Irish Data Protection Commission Proposes €28-36 Million GDPR Fine for Facebook
A financial penalty for GDPR violations totalling €28-€36 million ($32-$42 million) is not by any means insignificant, except if that financial penalty is for a company such as Facebook when it barely counts as a slap on the wrist. Facebook has a net annual turnover of $85.9 billion, of which $29.14 billion is profit.
That is the recommended fine proposed by the Irish Data Protection Commission (DPC) to resolve violations of the EU General Data Protection Regulation by Facebook. The Irish DPC launched an investigation into the social media giant when a complaint was filed by Max Schrems and his privacy advocacy group NOYB. The complaint alleges Facebook has been processing the personal data of its users without consent and has been engaging in deceptive data collection practices.
The issue at the heart of the complaint is that at midnight on 25.5.2018 when the GDPR took effect, Facebook made changes to its privacy policy that changed its agreement with users of the platform. Rather than obtaining consent from users to collect, use, and process their data, the agreement was changed to a contract.
The change is significant as by classifying the agreement as a contract, Facebook is able to bypass the strict GDPR Rules on obtaining consent before processing personal data, which is one of the most important provisions of the GDPR. It also means that users of Facebook cannot simply exercise their right to withdraw their consent at any time and stop the processing of their personal data. By making that change, Facebook has decided the consent requirement of the GDPR does not apply, and that has implications for EU citizens. Any business could simply make a wording change to their privacy policy and enter into a contract with consumers rather than obtain their consent and thus bypass the GDPR.
Such a change would be unlikely to get past EU data protection authorities, who are charged with ensuring compliance but the Irish DPC has accepted the legal maneuver. In its draft decision, the Irish DPC has accepted Facebook’s argument. Many Data Protection Authorities throughout the EU disagree and view the consent bypass as illegal but the Irish DPC said it was “simply not persuaded” by their interpretation of the GDPR.
“There is no obligation on Facebook to seek to rely solely on consent for the purposes of legitimising personal data processing where it is offering a contract to a user which some users might assess as one that primarily concerns the processing of personal data. Nor has Facebook purported to rely on consent under the GDPR,” explained the Irish DPC in its draft decision.

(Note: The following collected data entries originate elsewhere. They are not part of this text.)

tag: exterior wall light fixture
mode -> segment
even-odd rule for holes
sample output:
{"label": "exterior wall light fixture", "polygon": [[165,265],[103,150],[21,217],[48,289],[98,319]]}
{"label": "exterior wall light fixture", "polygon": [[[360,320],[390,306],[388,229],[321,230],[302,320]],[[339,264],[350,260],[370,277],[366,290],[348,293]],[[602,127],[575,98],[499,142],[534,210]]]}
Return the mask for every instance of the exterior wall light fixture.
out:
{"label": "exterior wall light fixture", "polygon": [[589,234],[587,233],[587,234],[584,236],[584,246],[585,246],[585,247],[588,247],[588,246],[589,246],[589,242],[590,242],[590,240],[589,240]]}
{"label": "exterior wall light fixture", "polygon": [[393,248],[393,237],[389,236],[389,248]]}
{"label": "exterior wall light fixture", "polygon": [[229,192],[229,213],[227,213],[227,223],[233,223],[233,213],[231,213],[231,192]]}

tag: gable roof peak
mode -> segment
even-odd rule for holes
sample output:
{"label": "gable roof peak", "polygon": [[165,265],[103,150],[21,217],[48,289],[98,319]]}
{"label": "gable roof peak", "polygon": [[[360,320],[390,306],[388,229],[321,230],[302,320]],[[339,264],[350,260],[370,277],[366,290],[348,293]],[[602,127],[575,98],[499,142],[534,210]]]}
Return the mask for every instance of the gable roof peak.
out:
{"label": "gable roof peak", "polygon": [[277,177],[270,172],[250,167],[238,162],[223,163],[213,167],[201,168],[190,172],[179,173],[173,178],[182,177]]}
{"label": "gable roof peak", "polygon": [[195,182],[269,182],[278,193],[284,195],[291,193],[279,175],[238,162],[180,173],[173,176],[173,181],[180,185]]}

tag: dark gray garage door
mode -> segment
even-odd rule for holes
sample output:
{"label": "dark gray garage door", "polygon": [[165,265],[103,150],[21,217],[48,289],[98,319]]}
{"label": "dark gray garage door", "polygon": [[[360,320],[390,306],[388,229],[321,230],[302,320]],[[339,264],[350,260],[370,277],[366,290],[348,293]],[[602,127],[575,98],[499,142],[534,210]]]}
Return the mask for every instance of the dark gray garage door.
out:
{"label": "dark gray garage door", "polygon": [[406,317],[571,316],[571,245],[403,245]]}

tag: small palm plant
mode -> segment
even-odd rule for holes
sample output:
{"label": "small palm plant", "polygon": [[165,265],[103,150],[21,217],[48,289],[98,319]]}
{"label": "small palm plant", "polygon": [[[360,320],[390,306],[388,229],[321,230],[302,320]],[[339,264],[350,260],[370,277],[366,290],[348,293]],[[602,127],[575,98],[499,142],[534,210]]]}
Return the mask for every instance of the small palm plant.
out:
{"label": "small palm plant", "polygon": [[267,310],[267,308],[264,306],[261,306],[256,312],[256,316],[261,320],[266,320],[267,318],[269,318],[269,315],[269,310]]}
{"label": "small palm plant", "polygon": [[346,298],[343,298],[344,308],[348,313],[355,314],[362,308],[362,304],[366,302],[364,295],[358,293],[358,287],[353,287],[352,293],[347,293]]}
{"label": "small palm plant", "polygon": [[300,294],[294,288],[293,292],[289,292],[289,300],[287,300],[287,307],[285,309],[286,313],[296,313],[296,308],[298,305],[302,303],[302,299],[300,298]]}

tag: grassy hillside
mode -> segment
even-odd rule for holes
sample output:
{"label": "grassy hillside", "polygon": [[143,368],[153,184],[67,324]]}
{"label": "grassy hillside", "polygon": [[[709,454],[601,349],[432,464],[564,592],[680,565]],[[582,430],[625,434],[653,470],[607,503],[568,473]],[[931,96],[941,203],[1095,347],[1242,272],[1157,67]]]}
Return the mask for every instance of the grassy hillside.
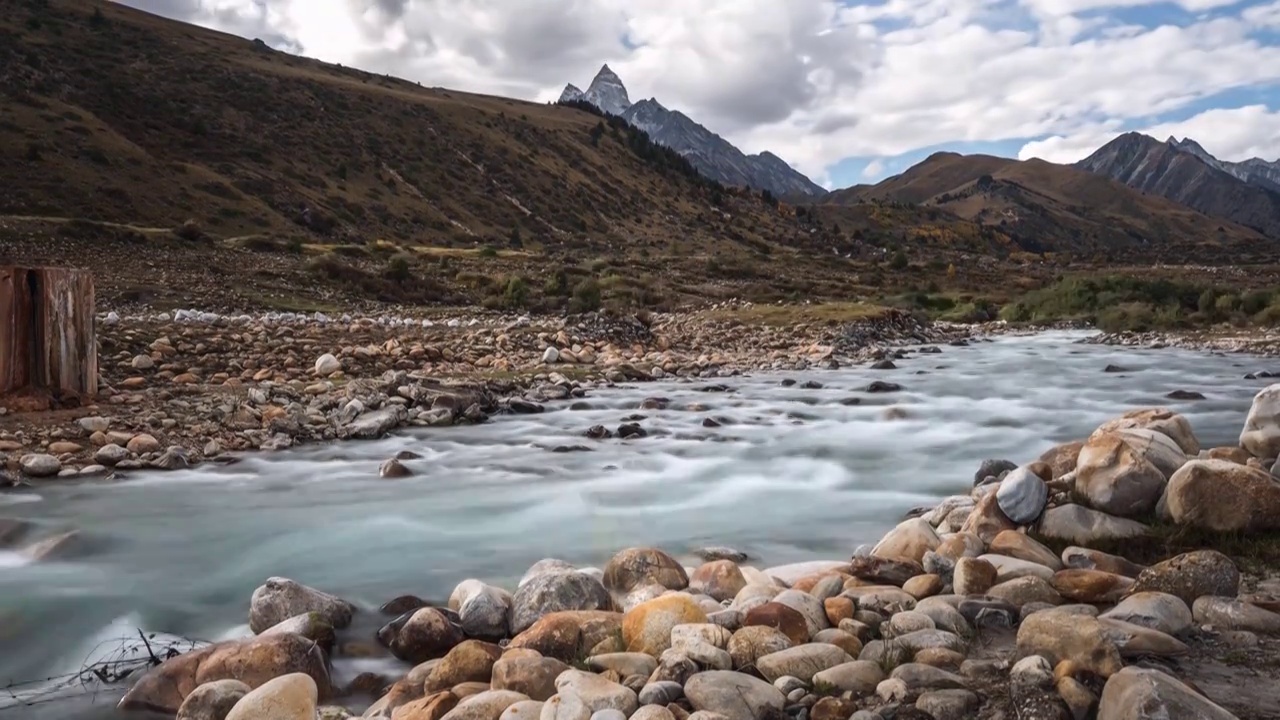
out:
{"label": "grassy hillside", "polygon": [[1110,178],[1043,160],[936,153],[877,185],[828,202],[905,203],[945,210],[998,229],[1023,250],[1070,252],[1112,262],[1220,263],[1274,255],[1256,231],[1210,218]]}

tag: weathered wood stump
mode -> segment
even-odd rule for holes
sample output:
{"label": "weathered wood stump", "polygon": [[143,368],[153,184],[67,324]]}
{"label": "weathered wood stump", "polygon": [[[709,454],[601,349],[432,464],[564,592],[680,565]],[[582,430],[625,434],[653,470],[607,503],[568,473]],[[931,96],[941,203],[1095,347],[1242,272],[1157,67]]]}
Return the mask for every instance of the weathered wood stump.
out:
{"label": "weathered wood stump", "polygon": [[0,266],[0,397],[96,395],[93,304],[87,271]]}

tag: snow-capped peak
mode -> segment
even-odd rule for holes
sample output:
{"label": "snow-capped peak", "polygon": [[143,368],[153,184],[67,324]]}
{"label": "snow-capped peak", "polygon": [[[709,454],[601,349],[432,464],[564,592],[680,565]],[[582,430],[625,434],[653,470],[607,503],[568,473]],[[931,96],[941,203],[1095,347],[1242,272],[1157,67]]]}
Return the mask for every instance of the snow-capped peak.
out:
{"label": "snow-capped peak", "polygon": [[568,85],[565,85],[564,92],[560,93],[560,102],[573,102],[574,100],[581,100],[581,99],[582,99],[582,91],[579,90],[578,86],[574,85],[573,83],[569,83]]}
{"label": "snow-capped peak", "polygon": [[610,115],[621,115],[631,107],[631,99],[627,97],[627,87],[622,79],[609,69],[608,64],[600,68],[583,98]]}

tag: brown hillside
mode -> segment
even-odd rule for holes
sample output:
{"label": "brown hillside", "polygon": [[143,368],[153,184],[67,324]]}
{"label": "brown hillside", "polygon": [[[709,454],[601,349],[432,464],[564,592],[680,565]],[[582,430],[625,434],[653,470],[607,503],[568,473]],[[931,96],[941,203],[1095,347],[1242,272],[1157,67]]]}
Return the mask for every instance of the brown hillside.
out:
{"label": "brown hillside", "polygon": [[[1270,244],[1248,228],[1210,218],[1110,178],[1043,160],[936,153],[896,177],[856,192],[833,193],[841,204],[920,204],[998,227],[1033,251],[1070,251],[1113,259],[1221,262],[1223,249],[1266,255]],[[1217,255],[1214,260],[1213,255]]]}
{"label": "brown hillside", "polygon": [[851,298],[919,282],[881,272],[889,248],[945,267],[986,247],[953,243],[978,231],[950,215],[799,217],[719,190],[581,109],[424,88],[105,0],[10,6],[0,263],[91,267],[107,303]]}

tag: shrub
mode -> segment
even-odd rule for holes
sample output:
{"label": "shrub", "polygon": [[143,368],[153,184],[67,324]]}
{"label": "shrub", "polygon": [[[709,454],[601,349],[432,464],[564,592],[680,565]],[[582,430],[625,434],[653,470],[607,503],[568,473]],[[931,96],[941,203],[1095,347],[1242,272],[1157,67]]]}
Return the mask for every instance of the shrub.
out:
{"label": "shrub", "polygon": [[1155,325],[1155,308],[1148,303],[1124,303],[1098,314],[1098,328],[1104,332],[1145,332]]}
{"label": "shrub", "polygon": [[200,242],[205,239],[204,231],[200,229],[199,223],[195,220],[188,220],[173,231],[179,239],[188,242]]}
{"label": "shrub", "polygon": [[573,300],[569,307],[574,312],[590,312],[600,309],[600,283],[587,278],[573,288]]}
{"label": "shrub", "polygon": [[1212,315],[1218,308],[1218,293],[1209,288],[1200,293],[1200,299],[1196,302],[1196,309],[1205,315]]}
{"label": "shrub", "polygon": [[507,288],[502,293],[502,304],[504,307],[515,309],[522,308],[529,303],[529,284],[524,278],[513,276],[507,280]]}
{"label": "shrub", "polygon": [[890,270],[906,270],[907,265],[908,265],[907,254],[901,250],[894,253],[893,259],[889,261]]}
{"label": "shrub", "polygon": [[492,246],[492,245],[485,245],[484,247],[480,248],[480,253],[479,253],[479,255],[480,255],[480,257],[482,257],[482,258],[495,258],[495,257],[498,257],[498,248],[496,248],[496,247],[494,247],[494,246]]}
{"label": "shrub", "polygon": [[387,261],[387,269],[382,275],[392,282],[403,283],[413,277],[413,270],[409,267],[408,258],[396,255]]}
{"label": "shrub", "polygon": [[1218,299],[1213,303],[1214,310],[1223,314],[1230,315],[1240,309],[1240,296],[1233,293],[1219,295]]}

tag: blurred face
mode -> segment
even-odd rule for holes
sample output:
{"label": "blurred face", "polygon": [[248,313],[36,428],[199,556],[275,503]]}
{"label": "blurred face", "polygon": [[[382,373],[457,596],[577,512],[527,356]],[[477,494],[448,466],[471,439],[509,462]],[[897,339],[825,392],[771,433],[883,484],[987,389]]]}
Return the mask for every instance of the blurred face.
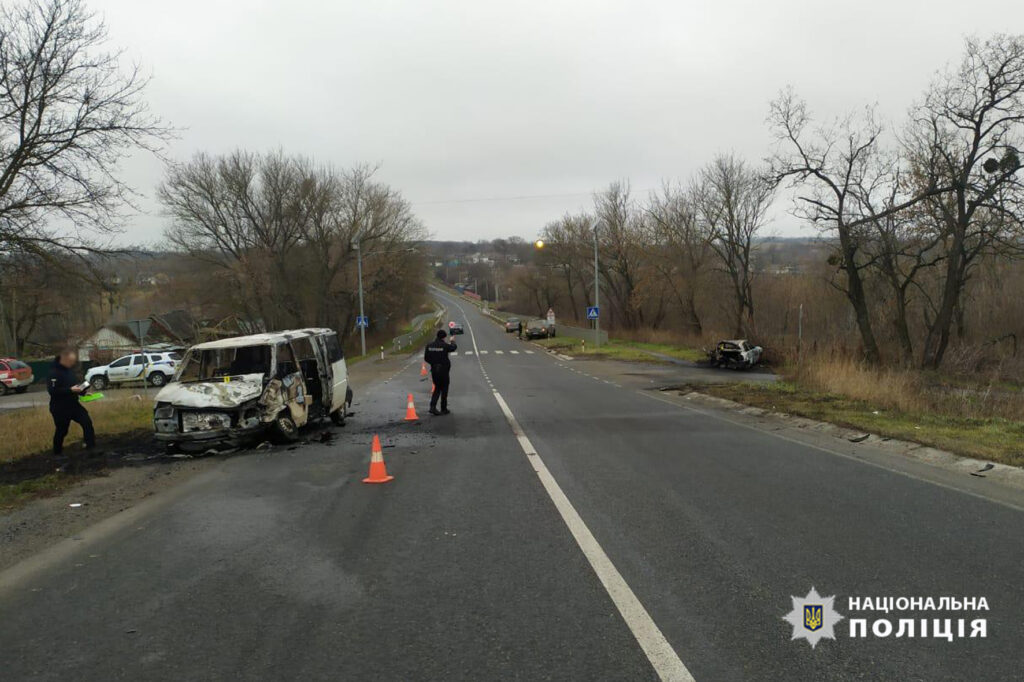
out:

While there appears to be no GDPR violation in the eyes of the Irish DPC, a financial penalty has been proposed. The Irish DPC maintains Facebook should have been more transparent about the change from consent to contract, and that it was not made sufficiently clear to users of the platform that the contract bypassed the requirements of the GDPR. The lack of transparency was determined to be in violation of Articles 5(1)(a), 12(1) and 13(1)(c) of the GDPR. Given the importance of the right to information about data processing activities, the Irish DPC said it, “represents a significant level of non-compliance.” The total fines proposed to resolve those violations amounts to €28-€36 million, which is 0.048% of Facebook’s global revenue. The maximum financial penalty is 4% of global annual revenue.
“It is neither innovative nor smart to claim that an agreement is something that it is not to bypass the law. Since Roman times, the Courts have not accepted such ‘relabeling’ of agreements. You can’t bypass drug laws by simply writing ‘white powder’ on a bill, when you clearly sell cocaine. Only the Irish DPC seems to fall for this trick,” said Schrems.
Schrems also suggested the Irish DPC developed the GDPR bypass with Facebook prior to the GDPR taking effect. Schrems says there were 10 secret meetings between the Irish DPC and Facebook in the spring of 2018 prior to the GDPR taking effect. The draft decision refers to a “specific analysis” that the DPC provided to Facebook, but the DPC has refused to disclose the content of that analysis.
“The DPC developed the ‘GDPR bypass’ with Facebook, that it is now greenlighting as a regulator. Instead of a regulator, it acts as a ‘big tech’ advisor,” said Schrems. “Our hope lies with the other European authorities. If they do not take action, companies can simply move consent into terms and thereby bypass the GDPR for good.”